Mengetuk Pintu Sarjana
Sarjana--Gelar yang diidamkan para pegiat akademis. Gelar yang membuat seseorang dipandang tinggi oleh orang-orang yang belum dapat (bahkan tidak bisa) meraihnya. Seseorang berkata : jangan terlalu bertumpu nasib pada gelar sarjana, sebab sarjana tak mampu menjaminmu memiliki pekerjaan yang prestisius. Lain lagi dengan kutipan dalam buku "Never Quit" karya ka Fatturoyhan yang kurang lebih berbunyi :"pendidikan tinggi memang tidak menjamin seseorang bisa mendapatkan pekerjaan yang layak, tapi pendidikan tinggi mampu menjamin seseorang agar memiliki kehidupan yang lebih baik."
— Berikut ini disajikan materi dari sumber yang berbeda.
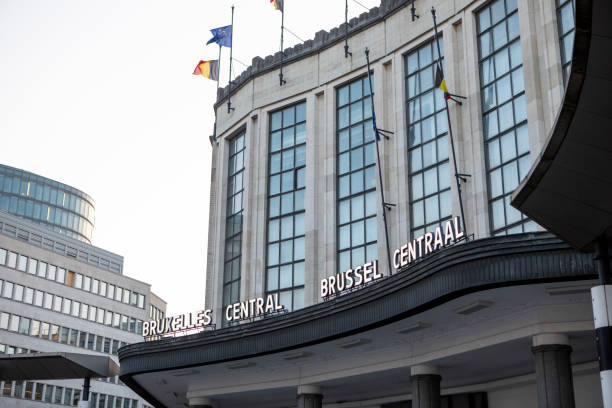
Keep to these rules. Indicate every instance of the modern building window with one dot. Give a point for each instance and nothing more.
(504, 113)
(356, 189)
(567, 25)
(286, 213)
(428, 139)
(233, 220)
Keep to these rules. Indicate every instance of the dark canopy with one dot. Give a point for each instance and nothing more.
(569, 188)
(56, 366)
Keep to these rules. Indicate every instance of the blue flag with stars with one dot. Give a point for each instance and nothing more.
(222, 36)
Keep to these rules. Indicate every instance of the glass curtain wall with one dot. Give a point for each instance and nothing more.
(504, 113)
(567, 25)
(430, 195)
(233, 223)
(57, 206)
(286, 214)
(356, 189)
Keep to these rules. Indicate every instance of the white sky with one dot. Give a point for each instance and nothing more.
(99, 95)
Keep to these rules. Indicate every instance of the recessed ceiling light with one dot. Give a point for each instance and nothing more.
(569, 290)
(241, 365)
(413, 327)
(473, 307)
(295, 356)
(354, 343)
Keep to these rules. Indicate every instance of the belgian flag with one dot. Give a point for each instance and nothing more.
(208, 69)
(278, 4)
(441, 83)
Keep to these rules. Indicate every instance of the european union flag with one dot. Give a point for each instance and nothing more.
(222, 36)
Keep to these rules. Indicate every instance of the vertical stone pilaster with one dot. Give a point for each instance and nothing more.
(425, 387)
(553, 371)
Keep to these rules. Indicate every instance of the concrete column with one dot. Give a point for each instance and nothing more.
(425, 386)
(309, 397)
(553, 371)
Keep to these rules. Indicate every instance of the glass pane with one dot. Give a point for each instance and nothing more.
(499, 36)
(510, 177)
(431, 181)
(286, 276)
(502, 65)
(272, 280)
(344, 211)
(508, 147)
(429, 154)
(416, 183)
(496, 183)
(431, 209)
(506, 117)
(498, 213)
(446, 204)
(298, 273)
(418, 217)
(494, 154)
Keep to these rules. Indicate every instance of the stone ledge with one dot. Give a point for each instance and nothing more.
(323, 39)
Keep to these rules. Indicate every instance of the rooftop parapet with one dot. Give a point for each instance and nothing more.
(322, 40)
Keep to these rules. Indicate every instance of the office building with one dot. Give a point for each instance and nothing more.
(499, 318)
(60, 294)
(55, 205)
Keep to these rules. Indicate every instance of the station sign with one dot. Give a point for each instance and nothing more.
(248, 309)
(173, 324)
(414, 250)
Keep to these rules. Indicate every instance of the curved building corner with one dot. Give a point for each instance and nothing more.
(54, 205)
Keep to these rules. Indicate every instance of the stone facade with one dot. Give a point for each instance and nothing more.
(314, 70)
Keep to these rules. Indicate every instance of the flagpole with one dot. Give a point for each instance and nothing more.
(219, 68)
(280, 76)
(382, 189)
(229, 85)
(450, 128)
(346, 51)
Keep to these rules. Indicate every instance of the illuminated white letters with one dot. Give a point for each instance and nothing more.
(178, 323)
(253, 308)
(349, 279)
(422, 245)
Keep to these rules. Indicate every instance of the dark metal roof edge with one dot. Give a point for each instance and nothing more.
(502, 249)
(565, 116)
(460, 253)
(323, 40)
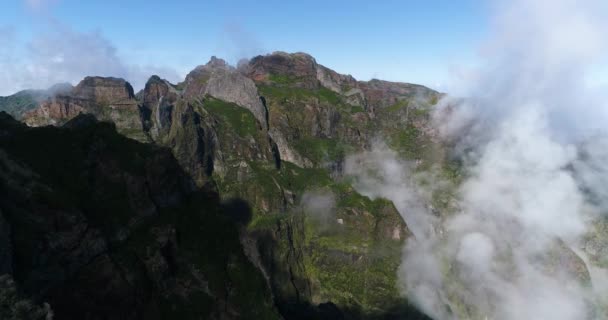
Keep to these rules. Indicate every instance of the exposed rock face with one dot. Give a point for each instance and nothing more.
(300, 68)
(106, 98)
(222, 81)
(105, 91)
(270, 132)
(107, 228)
(158, 100)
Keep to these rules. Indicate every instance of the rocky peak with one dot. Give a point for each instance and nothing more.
(215, 62)
(299, 69)
(222, 81)
(104, 90)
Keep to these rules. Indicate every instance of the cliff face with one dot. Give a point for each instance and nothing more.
(107, 98)
(103, 227)
(274, 133)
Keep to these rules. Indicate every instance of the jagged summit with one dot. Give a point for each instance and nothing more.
(269, 134)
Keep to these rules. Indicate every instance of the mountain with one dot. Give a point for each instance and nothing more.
(222, 196)
(26, 100)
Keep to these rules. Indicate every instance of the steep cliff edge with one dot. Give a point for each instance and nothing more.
(275, 132)
(104, 227)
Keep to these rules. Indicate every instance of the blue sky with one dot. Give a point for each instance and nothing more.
(411, 41)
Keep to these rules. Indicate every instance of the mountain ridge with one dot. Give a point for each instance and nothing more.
(275, 133)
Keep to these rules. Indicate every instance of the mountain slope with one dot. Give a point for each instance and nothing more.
(105, 227)
(275, 132)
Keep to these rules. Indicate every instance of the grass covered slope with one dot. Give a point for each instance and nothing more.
(106, 227)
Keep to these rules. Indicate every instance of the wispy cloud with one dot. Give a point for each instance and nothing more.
(531, 134)
(65, 55)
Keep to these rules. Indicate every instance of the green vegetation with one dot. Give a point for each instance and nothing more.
(20, 103)
(239, 119)
(320, 149)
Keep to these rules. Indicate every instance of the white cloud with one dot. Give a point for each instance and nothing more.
(65, 55)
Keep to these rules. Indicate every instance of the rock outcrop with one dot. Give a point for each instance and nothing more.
(104, 227)
(224, 82)
(107, 98)
(270, 132)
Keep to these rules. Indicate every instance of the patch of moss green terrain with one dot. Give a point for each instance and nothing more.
(20, 103)
(171, 251)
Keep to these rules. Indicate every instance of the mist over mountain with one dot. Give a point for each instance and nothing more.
(278, 188)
Ya, inilah catatan juangku untuk mengetuk pintu sarjana. Sekitar bulan Mei 2018, aku menerima surat kelulusan sekolah SMAku. Berdebar rasanya, perjalanan kami selama 3 tahun menempuh bangku SMA akan ditentukan hari itu. 'Lulus' kata itulah yang tercantum dalam surat kelulusanku. Alhamdulillah, bersyukur sekali rasanya bisa mengenyam pendidikan di SMA selama 3 tahun itu. Angkatan kakak kelasku banyak yang menuliskan :"selamat menjelajahi dunia nyata yang keras." Pun guru-guruku mengatakan :"selamat menempuh hidup baru."
Bertepatan dengan bulai Mei pula, Ramadhan tiba. Dan mulailah penjelajahanku untuk memperoleh gelar baru agar aku tidak di cap pengangguran, pikirku. Aku mulai membuat surat-surat (yang katanya) penting untuk melamar kerja di kemudian hari. Diantar oleh teman SMAku kesana-kemari, kami menjelajahi jalan Cianjur untuk mencari kantor disnakertrans yang diwarnai dengan acara nyasar. Dengan antrian yang tak terlalu padat-karena suasana Ramadhan yang mayoritas orang lebih senang diam di rumah daripada berpergian- akhirnya surat penting itu pun langsung kami dapatkan hari itu juga. Kupandangi surat kuning itu, surat yang akan menandai perjalanan lamaran kerjaku yang tanggal berlakunya hanya 2 tahun dan harus diperpanjang nantinya. Perjalanan itu pun berlanjut ke polres Cianjur. Untuk membuat Surat Keterangan Catatan Kepolisian untuk melamar kerja.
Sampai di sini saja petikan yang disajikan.